Both general screening and neuropsychological tests.
(Careful long ass card incoming)
◆ The physical/sensory changes (including epilepsy)
◆ There may be symptoms such as headaches, dizziness, poor balance, intolerance of noise, tiredness, changes in sleep/wake pattern, loss of libido.
◆ The cognitive changes should be reviewed, and an attempt made to
identify how they affect daily life.
◆ The emotional/behavioural changes should likewise be reviewed
◆ Progress in returning to education or employment should of course be
considered
____
Neuropsychological tests:
◆ A language screen should include consideration of spontaneous
speech and brief tests of repetition, naming, obeying commands,
reading and writing
◆ Intellectual level–premorbid and current
◆ Both verbal and visuospatial memory should be assessed.
◆ Another key area to consider is attention/concentration
◆ Executive functions
◆ ‘Focal’ problems (e.g. dyspraxia/agnosia/etc)
◆ Some clinicians include questionnaire measures of emotional adjustment. (p. 747f)
About stage 4: Reporting and giving evidence.
What should be included in a medico-legal neuropsychological
report?
The report (like other medico-legal reports) should set out the instructions given, state where and when the patient and relative were assessed/interviewed, and describe the documentation studied.
Also describe :
- nature and severity of injury (based on patient/relative interview and evidence from the records)
- the social and health background
- The information from
patient/relative interviews and from the neuropsychological examination should be presented.
: The report should set out conclusions on the key areas of relevance to
the court, as set out more fully above (p. 751f).
What areas should be addressed with caution regarding the report of the results (stage 4. as well)
There are areas which it is not appropriate to cover as they are primarily a matter for
related reports;
It may be quite appropriate for a neuropsychologist to say that someone has such severe
deficits that they are likely to be incapable of open market employment, or would be capable only of restricted/simple work.
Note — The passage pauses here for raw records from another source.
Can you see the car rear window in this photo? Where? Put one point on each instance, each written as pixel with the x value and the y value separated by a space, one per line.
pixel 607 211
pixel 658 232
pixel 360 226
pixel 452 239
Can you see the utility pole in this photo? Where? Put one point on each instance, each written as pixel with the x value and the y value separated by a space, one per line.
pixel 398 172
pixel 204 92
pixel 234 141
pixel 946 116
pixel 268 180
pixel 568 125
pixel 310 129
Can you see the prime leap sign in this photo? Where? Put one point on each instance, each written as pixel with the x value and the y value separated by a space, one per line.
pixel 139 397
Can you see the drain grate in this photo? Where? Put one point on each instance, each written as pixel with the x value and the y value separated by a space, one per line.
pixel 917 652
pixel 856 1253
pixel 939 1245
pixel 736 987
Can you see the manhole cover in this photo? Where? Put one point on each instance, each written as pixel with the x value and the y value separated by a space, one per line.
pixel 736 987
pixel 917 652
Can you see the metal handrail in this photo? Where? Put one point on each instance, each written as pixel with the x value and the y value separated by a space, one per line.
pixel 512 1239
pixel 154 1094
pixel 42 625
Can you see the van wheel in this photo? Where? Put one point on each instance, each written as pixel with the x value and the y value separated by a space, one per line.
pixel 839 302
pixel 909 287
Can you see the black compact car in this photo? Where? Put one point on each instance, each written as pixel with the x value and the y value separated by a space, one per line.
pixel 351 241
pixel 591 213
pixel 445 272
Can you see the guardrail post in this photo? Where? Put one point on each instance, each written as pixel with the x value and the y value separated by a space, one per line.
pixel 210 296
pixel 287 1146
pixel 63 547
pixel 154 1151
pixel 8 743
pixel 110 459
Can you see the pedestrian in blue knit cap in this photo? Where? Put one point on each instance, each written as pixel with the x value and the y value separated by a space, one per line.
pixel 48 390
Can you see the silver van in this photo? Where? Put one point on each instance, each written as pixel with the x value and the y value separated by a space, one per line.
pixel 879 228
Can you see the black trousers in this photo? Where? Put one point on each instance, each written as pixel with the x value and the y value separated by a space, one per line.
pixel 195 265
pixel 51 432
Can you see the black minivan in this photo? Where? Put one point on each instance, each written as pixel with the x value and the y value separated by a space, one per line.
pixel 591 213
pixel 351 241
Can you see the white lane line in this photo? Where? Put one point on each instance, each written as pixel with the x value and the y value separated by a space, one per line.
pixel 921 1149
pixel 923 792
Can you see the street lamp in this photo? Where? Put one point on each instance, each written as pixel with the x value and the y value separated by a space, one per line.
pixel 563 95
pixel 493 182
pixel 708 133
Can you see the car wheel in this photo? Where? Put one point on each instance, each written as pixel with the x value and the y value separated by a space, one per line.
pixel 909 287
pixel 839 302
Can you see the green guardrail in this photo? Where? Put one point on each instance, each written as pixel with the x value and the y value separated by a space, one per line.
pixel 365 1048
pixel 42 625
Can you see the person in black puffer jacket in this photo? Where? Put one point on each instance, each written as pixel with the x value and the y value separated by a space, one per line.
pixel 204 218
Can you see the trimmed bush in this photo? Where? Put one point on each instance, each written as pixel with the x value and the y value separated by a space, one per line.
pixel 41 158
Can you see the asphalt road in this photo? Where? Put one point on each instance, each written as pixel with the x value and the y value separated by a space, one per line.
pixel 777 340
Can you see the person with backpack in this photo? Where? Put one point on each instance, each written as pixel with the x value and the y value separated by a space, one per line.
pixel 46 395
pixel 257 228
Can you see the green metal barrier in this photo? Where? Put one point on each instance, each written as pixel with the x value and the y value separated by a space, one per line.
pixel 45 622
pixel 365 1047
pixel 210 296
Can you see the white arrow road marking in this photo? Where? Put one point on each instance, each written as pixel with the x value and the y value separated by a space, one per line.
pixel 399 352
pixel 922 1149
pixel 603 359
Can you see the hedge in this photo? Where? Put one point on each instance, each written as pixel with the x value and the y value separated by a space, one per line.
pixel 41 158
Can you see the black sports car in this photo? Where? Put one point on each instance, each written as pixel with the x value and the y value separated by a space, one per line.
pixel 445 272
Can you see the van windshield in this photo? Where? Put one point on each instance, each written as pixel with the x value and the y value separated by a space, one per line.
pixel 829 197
However, to speculate as to what jobs may be available in more detail may be unwise. (p. 752)
___
It is also unhelpful for clinicians to be too specific on care needs: the details are a matter for a care specialist who knows the practicalities of care provision, and costs hereof.
What should you do if you see a prospect of rehabilitation in the case?
- You should not hold out to patient/family the definite prospect of rehabilitation or other treatment until and unless funding is in place.
◆ If there is a case for such rehabilitation, you should do no more than discuss it with patient/family as a possibility (to gauge their receptiveness), then raise the matter with your instructing lawyers. (the lawyers acting may be able to obtain funding for this purpose)
What is comprising retrograde amnesia–RA; and
post-traumatic amnesia–PTA)?
The signature of a significant
concussional head injury. The individual recalls nothing from sometime before injury until sometime after it.
where RA/PTA is an issue, study of the
contemporaneous records is a key step in trying to clarify how extensive
RA and PTA are likely to have been, as the injured person may have a
motive for claiming to remember or forget what happened.